During the Paschal season this hymn is chanted three times.

The Gospel Book is then brought into center of nave and placed on an analogion to be venerated by the faithful. The reason for this is that the Orthodox consider the Gospel Book to be an icon of Christ. The deacon holding the Gospel, and the priest following him, symbolize the angels announcing the resurrection to the Myrrhbearers; the bringing forth of the Gospel Book into the center of the temple symbolizes Jesus' appearances to the disciples after his resurrection; and in venerating the Gospel Book the faithful are greeting the resurrected Christ, as the Apostles did (Matthew 28:9, John 20:19-20).

Later in the Matins service, there are two sets of hymns which are chanted in accordance with the Matins Resurrection Gospel that was read that week. One is the Exapostilarion, which is chanted at the end of the canon, and the other is a sticheron called the Eothinon (εωθινόν) which is chanted at the end of Lauds. The Eothinion is chanted to its own special melody, known as an idiomelon. Both of these sets of hymns are traditionally attributed to the Emperor Constantine VII Porphyrogenitus.

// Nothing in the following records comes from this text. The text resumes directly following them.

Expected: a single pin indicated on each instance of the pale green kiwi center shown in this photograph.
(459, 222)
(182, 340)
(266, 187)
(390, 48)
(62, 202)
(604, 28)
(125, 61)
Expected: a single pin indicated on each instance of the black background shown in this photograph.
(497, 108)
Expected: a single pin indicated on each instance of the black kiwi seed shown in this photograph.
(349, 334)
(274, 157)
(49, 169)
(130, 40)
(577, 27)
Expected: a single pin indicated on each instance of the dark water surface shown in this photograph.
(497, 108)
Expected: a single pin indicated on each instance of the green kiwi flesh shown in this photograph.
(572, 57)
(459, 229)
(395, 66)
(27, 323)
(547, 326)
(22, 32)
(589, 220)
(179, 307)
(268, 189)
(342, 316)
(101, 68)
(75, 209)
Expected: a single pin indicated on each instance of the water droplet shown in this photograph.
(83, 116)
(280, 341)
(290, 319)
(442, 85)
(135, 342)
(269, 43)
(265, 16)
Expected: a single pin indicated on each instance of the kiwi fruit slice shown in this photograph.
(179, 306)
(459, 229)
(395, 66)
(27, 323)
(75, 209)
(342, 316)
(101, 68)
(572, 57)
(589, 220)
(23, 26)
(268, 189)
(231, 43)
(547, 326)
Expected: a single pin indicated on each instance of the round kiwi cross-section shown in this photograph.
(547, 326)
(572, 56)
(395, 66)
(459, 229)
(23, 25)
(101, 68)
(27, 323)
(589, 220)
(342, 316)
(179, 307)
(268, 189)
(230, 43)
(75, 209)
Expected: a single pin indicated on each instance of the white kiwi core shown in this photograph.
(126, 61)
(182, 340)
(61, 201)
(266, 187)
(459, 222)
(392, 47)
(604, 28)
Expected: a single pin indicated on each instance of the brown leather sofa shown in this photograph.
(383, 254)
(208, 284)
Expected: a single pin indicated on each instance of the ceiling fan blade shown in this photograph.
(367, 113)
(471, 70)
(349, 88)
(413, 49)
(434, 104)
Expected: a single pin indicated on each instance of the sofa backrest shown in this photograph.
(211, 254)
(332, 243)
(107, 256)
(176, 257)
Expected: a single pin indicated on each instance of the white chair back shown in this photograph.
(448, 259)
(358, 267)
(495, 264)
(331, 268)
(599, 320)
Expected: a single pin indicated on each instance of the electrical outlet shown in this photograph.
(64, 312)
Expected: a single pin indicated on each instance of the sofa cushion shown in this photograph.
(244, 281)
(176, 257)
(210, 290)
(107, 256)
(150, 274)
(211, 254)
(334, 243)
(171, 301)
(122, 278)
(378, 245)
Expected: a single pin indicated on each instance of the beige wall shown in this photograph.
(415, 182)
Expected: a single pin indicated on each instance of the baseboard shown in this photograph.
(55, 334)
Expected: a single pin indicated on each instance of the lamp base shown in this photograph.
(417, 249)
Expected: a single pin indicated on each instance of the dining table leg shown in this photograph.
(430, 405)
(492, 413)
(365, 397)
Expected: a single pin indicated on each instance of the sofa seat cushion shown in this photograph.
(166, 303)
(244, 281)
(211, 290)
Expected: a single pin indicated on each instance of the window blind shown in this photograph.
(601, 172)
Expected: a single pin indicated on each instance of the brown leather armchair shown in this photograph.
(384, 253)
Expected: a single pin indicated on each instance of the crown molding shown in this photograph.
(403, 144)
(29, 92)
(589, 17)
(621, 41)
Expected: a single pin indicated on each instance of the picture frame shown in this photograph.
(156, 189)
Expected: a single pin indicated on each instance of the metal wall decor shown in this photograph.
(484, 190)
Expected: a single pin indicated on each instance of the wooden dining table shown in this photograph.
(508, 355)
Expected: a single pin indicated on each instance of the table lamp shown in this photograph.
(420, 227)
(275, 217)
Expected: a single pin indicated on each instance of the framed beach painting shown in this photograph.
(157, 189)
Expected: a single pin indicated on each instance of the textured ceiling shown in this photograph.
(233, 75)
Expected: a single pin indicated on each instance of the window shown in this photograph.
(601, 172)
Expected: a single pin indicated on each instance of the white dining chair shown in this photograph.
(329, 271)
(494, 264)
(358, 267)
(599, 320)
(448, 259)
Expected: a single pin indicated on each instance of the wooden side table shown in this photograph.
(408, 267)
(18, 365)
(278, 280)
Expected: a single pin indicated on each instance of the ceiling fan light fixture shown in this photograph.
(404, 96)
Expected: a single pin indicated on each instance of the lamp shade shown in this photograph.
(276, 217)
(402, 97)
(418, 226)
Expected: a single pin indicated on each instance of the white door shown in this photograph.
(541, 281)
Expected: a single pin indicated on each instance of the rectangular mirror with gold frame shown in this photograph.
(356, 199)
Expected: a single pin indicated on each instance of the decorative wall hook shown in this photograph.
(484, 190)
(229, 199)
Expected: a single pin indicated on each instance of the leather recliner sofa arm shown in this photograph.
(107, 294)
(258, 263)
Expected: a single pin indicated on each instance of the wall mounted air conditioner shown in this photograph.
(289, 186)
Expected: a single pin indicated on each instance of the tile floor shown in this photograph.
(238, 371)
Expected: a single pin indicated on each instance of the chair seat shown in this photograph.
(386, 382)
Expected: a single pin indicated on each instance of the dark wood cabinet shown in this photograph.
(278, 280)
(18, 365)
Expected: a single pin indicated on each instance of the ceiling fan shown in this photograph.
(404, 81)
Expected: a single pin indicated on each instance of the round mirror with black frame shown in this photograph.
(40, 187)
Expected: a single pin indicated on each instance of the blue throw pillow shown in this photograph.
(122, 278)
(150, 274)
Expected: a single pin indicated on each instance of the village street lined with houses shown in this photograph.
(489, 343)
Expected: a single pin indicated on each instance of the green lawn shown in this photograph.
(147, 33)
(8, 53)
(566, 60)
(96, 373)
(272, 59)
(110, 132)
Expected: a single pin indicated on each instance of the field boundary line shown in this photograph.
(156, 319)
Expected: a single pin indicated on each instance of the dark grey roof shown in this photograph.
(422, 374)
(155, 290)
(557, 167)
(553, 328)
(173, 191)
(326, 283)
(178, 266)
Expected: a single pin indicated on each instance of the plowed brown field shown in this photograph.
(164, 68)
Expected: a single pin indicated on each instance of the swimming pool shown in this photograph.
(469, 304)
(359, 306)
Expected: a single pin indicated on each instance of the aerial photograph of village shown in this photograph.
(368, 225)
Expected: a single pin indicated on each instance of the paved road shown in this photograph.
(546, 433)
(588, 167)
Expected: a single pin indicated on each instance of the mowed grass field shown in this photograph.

If a Great Feast of the Lord ( Transfiguration, Theophany, etc.) falls on a Sunday, the normal Sunday Resurrection service, including its Matins Gospel, is replaced entirely by the service for the feast. If a Great Feast of the Theotokos (Mother of God) falls on a Sunday, it is combined with the normal Sunday service, but the Matins Gospel read is the one for the Theotokos. If the feast day of a saint falls on Sunday, it is combined with the normal Sunday service, but the Matins Gospel read is for the Sunday.